I don't see how it is worse.

On Wednesday, 27 March 2013 at 16:04:49 UTC, bearophile wrote:
> Vidar Wahlberg:
[cut]
>> That static arrays are value types while dynamic arrays are reference types may not be obvious for those with primarily Java background.
>
> Java has a semantics more limited compared to a system language as D/Rust. This is not easy to avoid.

Especially when keeping the poor C/C++ syntax for declaration instead of Pascal-style declaration syntax where you *name* the kind of array you're using!

*Sigh* and some still think that syntax doesn't matter..

renoX

To follow up with some new woes I'm currently struggling with:
I'm storing some various values in an ubyte array. I discovered that it's probably std.bitmanip I wish to use in order to "convert" i.e. an int to 4 bytes (although I went first to std.conv looking for this feature).
So I have "ubyte[] buffer;", and my second thought is that the "append" method (http://dlang.org/phobos/std_bitmanip.html#.append) is what I want to append values to my ubyte-array (my first thought was something like "buffer ~= to!ubyte[](42);", although then I forgot about endianness). In the example in the documentation it does say "auto buffer = appender!(const ubyte[])();", with no explanation as of what "appender" is (I later learned that this is from std.array), but just looking a bit up I see that the "write" method explained just above use "ubyte[] buffer; buffer.write!ubyte(42);", so I assumed that I could use ubyte[] myself instead of this "appender" which I thought was some legacy code.
So I write some simple test code:
 import std.bitmanip, std.stdio;
 void main() {
  ubyte[] buffer;
  buffer.append!ubyte(42);
 }
Run it through rdmd, and get: "core.exception.AssertError@/usr/include/d/std/array.d(591): Attempting to fetch the front of an empty array of ubyte".
Just to see what happens I set the size of the buffer ("buffer.length = 1;") before appending and run it again. Now it runs, but instead of appending it behaves like write(), which was not exactly what I wanted.
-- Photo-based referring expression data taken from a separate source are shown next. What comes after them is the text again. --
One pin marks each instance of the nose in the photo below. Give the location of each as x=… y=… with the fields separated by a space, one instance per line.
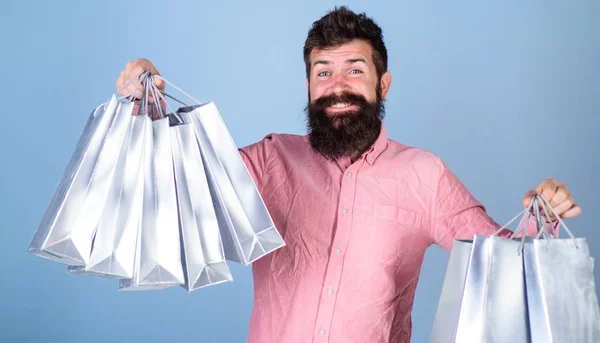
x=339 y=84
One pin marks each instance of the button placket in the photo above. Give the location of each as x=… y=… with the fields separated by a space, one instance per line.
x=334 y=267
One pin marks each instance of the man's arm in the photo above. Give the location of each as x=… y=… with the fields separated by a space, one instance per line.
x=456 y=214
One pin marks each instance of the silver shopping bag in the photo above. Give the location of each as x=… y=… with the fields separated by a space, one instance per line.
x=481 y=290
x=114 y=243
x=561 y=290
x=448 y=309
x=203 y=256
x=157 y=262
x=247 y=230
x=493 y=307
x=68 y=225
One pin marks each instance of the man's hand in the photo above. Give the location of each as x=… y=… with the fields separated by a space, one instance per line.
x=559 y=197
x=135 y=68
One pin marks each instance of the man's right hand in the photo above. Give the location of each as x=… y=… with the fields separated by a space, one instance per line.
x=131 y=70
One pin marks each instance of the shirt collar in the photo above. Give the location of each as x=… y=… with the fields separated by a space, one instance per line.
x=377 y=148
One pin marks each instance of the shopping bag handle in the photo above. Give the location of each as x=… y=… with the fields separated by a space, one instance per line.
x=560 y=221
x=140 y=77
x=526 y=213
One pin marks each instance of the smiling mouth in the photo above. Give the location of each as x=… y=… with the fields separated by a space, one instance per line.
x=340 y=107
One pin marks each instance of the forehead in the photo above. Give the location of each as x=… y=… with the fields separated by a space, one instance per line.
x=354 y=49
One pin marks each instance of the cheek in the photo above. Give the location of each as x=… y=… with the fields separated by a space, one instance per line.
x=314 y=91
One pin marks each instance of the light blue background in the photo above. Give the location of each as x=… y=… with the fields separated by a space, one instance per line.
x=506 y=92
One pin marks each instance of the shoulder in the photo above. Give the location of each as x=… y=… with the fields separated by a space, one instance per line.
x=278 y=141
x=418 y=158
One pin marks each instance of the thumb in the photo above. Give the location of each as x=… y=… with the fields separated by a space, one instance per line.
x=530 y=195
x=158 y=81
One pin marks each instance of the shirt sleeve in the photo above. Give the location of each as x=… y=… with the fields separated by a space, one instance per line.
x=256 y=158
x=456 y=214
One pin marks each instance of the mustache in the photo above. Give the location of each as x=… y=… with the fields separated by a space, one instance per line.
x=344 y=97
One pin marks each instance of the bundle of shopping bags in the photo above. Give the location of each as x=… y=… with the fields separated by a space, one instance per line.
x=538 y=288
x=155 y=197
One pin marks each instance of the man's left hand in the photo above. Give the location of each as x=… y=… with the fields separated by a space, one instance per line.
x=559 y=197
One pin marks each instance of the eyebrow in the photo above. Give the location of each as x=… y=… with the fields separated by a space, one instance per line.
x=349 y=61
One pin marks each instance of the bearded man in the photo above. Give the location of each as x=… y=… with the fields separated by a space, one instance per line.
x=356 y=209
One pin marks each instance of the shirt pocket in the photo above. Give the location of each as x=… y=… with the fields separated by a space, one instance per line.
x=395 y=237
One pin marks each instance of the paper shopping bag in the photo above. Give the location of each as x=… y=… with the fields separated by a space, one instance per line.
x=157 y=262
x=114 y=243
x=69 y=223
x=448 y=309
x=203 y=256
x=561 y=290
x=247 y=230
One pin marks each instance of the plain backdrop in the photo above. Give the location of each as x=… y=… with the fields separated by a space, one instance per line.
x=506 y=92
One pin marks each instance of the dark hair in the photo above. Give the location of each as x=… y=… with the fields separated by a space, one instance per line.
x=341 y=26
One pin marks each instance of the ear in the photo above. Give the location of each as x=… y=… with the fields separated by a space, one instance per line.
x=386 y=82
At this time I google for this "appender" used in the example and learn that it comes from std.array, so I import std.array and try again using "auto buffer = appender!(ubyte[])();", and surely enough, now it does append correctly to the buffer. Great, I have a solution, so I go back to my project and implement it like I implemented it in my test code, but when I compile my project after this addition I get a new cryptic error message: "Error: __overloadset isn't a template".
After digging a bit I realized that it's because in my project I also import std.file, apparently there are some collisions between std.bitmanip and std.file. Again it's solvable, but it's yet another fight with the language/standard library. I would also assume that it's not that uncommon for a module that use std.bitmanip to also use std.file, meaning that this error potentially may occur often.

A bit on the side: It seems to me as importing std.bitmanip somehow adds new properties to my array (".read()" and ".write()", for example). Not necessarily a bad thing, more of "I've not seen this before, I was expecting that I were to concatenate the bytes from the conversion to my buffer using ~".
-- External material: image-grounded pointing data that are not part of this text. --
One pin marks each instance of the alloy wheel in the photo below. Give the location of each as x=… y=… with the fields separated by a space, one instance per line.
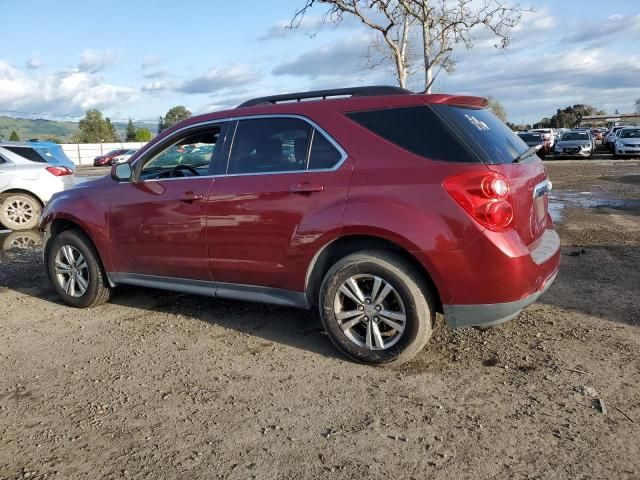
x=19 y=211
x=72 y=271
x=370 y=312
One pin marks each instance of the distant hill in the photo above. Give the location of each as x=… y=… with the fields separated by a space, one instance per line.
x=57 y=130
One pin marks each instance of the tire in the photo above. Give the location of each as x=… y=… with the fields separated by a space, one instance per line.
x=22 y=240
x=410 y=298
x=19 y=211
x=92 y=277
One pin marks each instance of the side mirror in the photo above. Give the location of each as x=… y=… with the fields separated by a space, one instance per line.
x=121 y=172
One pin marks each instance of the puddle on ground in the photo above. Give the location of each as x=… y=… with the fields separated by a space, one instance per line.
x=22 y=240
x=559 y=199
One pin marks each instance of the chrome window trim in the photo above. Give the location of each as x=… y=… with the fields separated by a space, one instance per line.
x=343 y=153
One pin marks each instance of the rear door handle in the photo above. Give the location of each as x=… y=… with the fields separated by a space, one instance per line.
x=307 y=187
x=190 y=197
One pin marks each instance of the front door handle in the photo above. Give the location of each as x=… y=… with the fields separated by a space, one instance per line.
x=190 y=197
x=306 y=187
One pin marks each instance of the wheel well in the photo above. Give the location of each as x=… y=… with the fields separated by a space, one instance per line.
x=23 y=192
x=344 y=246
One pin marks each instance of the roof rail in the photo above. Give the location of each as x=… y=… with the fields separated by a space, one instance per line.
x=371 y=91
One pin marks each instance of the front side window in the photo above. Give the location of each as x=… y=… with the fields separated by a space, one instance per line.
x=267 y=145
x=190 y=155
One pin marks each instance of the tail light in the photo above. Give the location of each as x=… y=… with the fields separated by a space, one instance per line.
x=59 y=171
x=486 y=196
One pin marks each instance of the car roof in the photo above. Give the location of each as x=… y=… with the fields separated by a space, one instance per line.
x=309 y=106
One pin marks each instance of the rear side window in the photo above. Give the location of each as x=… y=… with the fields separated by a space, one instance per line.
x=416 y=129
x=28 y=153
x=268 y=145
x=489 y=137
x=323 y=154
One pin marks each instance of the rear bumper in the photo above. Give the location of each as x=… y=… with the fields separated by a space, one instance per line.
x=486 y=315
x=495 y=278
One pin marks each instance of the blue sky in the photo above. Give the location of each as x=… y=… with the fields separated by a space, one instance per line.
x=138 y=59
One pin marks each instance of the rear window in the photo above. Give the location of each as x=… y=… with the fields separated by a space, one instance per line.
x=27 y=152
x=419 y=130
x=485 y=133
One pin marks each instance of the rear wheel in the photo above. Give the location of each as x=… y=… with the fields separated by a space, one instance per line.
x=19 y=211
x=376 y=308
x=75 y=270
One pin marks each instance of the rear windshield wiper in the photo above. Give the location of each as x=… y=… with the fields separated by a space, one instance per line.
x=526 y=154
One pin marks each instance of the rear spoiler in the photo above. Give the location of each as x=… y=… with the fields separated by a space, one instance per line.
x=460 y=100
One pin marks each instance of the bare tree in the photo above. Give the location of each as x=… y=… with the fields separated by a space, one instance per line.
x=442 y=25
x=387 y=19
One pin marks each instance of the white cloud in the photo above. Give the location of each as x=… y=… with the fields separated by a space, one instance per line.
x=94 y=61
x=69 y=92
x=219 y=79
x=34 y=61
x=155 y=86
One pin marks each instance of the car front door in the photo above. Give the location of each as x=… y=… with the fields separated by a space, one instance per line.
x=157 y=222
x=283 y=193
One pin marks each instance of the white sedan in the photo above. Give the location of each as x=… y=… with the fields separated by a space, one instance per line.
x=26 y=185
x=123 y=157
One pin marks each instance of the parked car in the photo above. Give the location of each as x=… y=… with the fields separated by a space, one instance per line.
x=627 y=142
x=123 y=157
x=534 y=139
x=107 y=158
x=392 y=206
x=610 y=135
x=548 y=134
x=26 y=185
x=574 y=144
x=49 y=152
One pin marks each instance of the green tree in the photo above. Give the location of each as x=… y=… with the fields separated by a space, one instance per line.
x=142 y=135
x=496 y=107
x=95 y=129
x=131 y=132
x=175 y=115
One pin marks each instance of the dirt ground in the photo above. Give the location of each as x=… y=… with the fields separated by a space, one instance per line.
x=161 y=385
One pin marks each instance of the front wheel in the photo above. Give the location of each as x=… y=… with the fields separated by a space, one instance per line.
x=75 y=270
x=19 y=211
x=376 y=308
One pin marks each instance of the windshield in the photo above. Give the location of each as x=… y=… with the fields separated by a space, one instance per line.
x=574 y=136
x=488 y=136
x=630 y=133
x=530 y=137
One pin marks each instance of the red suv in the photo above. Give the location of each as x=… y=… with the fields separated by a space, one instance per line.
x=380 y=206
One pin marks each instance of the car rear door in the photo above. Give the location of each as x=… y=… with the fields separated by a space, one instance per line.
x=283 y=193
On Thu, Mar 28, 2013 at 09:24:49PM +0100, Vidar Wahlberg wrote:
> To follow up with some new woes I'm currently struggling with: I'm storing some various values in an ubyte array. I discovered that it's probably std.bitmanip I wish to use in order to "convert" i.e.  an int to 4 bytes (although I went first to std.conv looking for this feature).
[...]

There are several ways to convert an int into 4 bytes:

1) Use a union:

	static assert(int.sizeof==4);
	ubyte[4] intToUbytes(int x) {
		union U {
			int i;
			ubyte[4] b;
		}
		U u;
		u.i = x;
		return u.b;
	}

2) Use bit operators:

	ubyte[4] intToUbytes(int x) {
		ubyte[4] bytes;

		// Note: this assumes little-endian. For big-endian,
		// reverse the order below.
		bytes[0] = x & 0xFF;
		bytes[1] = (x >> 8) & 0xFF;
		bytes[2] = (x >> 16) & 0xFF;
		bytes[3] = (x >> 24) & 0xFF;

		return bytes;
	}

3) Use a pointer cast (warning: un-@safe):

	ubyte[4] intToUbytes(int x) @system {
		ubyte[4] b;
		ubyte* ptr = cast(ubyte*)&x;
		b[0] = *ptr++;
		b[1] = *ptr++;
		b[2] = *ptr++;
		b[3] = *ptr;

		return b;
	}

4) Reinterpret a pointer (warning: un-@safe):

	ubyte[4] intToUbytes(int x) @system {
		return *cast(ubyte[4]*)&x;
	}

I'm sure there are several other ways to do it.

You don't need to use appender unless you're doing a lot of conversions in one go.


--T